The Medusa ransomware group has leaked 186.36 GB of compressed information it claimed to have stolen from Comcast Company, a worldwide media and expertise firm. In accordance with Hackread.com’s earlier report, the group acknowledged that it breached Comcast in late September 2025 and obtained a complete of 834 GB of knowledge.
The leaked 186 GB archive, as soon as decompressed, ought to quantity to round 834 GB of knowledge, based mostly on the group’s claims.
The information trove was launched on Sunday, October 19. The ransomware group had initially requested for $1.2 million from potential consumers to obtain it, the identical quantity it requested Comcast to pay for the info to be deleted as a substitute of leaked or bought.
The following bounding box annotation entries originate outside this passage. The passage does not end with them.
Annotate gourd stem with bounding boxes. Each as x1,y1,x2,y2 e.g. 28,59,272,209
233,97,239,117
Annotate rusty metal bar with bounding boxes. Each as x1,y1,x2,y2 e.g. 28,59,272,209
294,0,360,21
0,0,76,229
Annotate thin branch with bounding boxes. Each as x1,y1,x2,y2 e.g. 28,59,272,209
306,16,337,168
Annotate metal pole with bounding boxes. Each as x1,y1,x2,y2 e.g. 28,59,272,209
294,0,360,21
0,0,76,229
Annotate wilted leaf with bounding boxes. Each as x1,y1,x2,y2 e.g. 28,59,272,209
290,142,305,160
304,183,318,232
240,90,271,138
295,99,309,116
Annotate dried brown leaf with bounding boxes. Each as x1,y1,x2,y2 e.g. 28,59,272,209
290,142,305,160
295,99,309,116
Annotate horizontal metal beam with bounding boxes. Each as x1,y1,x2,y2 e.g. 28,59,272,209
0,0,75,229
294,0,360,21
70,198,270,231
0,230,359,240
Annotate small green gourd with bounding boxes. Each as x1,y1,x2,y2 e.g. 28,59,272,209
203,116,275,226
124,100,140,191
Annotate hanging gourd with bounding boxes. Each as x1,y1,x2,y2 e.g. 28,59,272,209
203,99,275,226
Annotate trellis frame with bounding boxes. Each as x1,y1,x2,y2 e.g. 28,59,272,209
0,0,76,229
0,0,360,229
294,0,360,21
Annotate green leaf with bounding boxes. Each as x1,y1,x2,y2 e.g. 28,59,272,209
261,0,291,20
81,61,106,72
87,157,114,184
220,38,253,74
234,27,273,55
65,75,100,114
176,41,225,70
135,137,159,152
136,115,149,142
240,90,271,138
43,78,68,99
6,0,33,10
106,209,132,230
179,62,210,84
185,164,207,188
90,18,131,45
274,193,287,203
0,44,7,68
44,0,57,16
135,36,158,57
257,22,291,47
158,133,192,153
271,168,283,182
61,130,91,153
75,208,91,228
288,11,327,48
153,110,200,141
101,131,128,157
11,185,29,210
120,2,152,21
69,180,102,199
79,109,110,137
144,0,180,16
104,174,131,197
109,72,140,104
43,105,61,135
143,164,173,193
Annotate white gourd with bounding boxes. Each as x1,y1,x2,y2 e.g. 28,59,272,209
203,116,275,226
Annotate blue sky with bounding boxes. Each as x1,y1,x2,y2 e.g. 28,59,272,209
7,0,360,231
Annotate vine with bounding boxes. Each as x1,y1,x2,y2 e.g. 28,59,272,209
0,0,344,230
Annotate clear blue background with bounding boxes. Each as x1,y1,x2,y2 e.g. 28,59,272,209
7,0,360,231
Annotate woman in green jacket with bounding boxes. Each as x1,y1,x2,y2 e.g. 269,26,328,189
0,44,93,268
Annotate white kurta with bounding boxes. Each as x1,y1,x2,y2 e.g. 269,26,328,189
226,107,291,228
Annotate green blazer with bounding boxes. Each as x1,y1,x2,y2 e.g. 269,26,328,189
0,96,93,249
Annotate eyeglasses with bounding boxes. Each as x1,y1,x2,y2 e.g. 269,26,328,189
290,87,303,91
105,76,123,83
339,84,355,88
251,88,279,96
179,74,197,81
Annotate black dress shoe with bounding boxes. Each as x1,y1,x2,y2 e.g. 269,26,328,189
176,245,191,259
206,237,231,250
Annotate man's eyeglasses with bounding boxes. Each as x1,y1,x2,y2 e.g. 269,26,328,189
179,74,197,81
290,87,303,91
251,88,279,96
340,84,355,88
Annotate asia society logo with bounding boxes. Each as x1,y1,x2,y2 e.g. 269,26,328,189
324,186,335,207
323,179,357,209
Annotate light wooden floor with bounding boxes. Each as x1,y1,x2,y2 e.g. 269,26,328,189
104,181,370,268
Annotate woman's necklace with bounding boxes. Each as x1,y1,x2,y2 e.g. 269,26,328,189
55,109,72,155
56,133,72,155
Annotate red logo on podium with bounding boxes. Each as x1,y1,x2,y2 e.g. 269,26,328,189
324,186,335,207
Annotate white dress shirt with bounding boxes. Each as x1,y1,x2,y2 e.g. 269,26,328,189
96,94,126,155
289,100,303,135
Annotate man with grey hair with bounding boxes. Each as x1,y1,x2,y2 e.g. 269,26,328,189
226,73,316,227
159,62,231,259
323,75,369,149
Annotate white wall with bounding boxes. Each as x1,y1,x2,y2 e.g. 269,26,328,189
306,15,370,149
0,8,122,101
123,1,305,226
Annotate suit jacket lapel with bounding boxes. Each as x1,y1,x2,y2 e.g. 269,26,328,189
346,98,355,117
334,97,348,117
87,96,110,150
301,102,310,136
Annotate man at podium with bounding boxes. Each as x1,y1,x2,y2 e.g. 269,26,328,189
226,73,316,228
The pattern information analysed by Hackread.com throughout its protection of the group’s preliminary claims included quite a few data, resembling information named Esur_rerating_verification.xlsx, Declare Knowledge Specs.xlsm, and numerous Python and SQL scripts associated to auto premium impression evaluation.
Hackread.com reached out to Comcast relating to the incident however didn’t obtain a response, acknowledgement, or denial from the corporate. The leaked information is now out there for obtain in 47 break up information titled Comcast_FS, with 45 information sized at 4 GB every and one file measuring 2 GB.
The Medusa ransomware group is understood for focusing on main organisations. On April 8, 2025, it introduced an assault on NASCAR with a $4 million ransom demand. The incident was later confirmed as an information breach in July 2025, exhibiting that the group carried out its threats when negotiations failed.
Earlier this month, Microsoft issued a safety advisory warning organisations that the Medusa ransomware group was actively exploiting the GoAnywhere MFT vulnerability (CVE-2025-10035, CVSS 10.0) for unauthenticated distant code execution.
Comcast now joins the rising listing of corporations focused by ransomware teams. In 2023, its Xfinity model suffered a significant breach attributable to a vital vulnerability in Citrix software program, which affected greater than 35.9 million person accounts.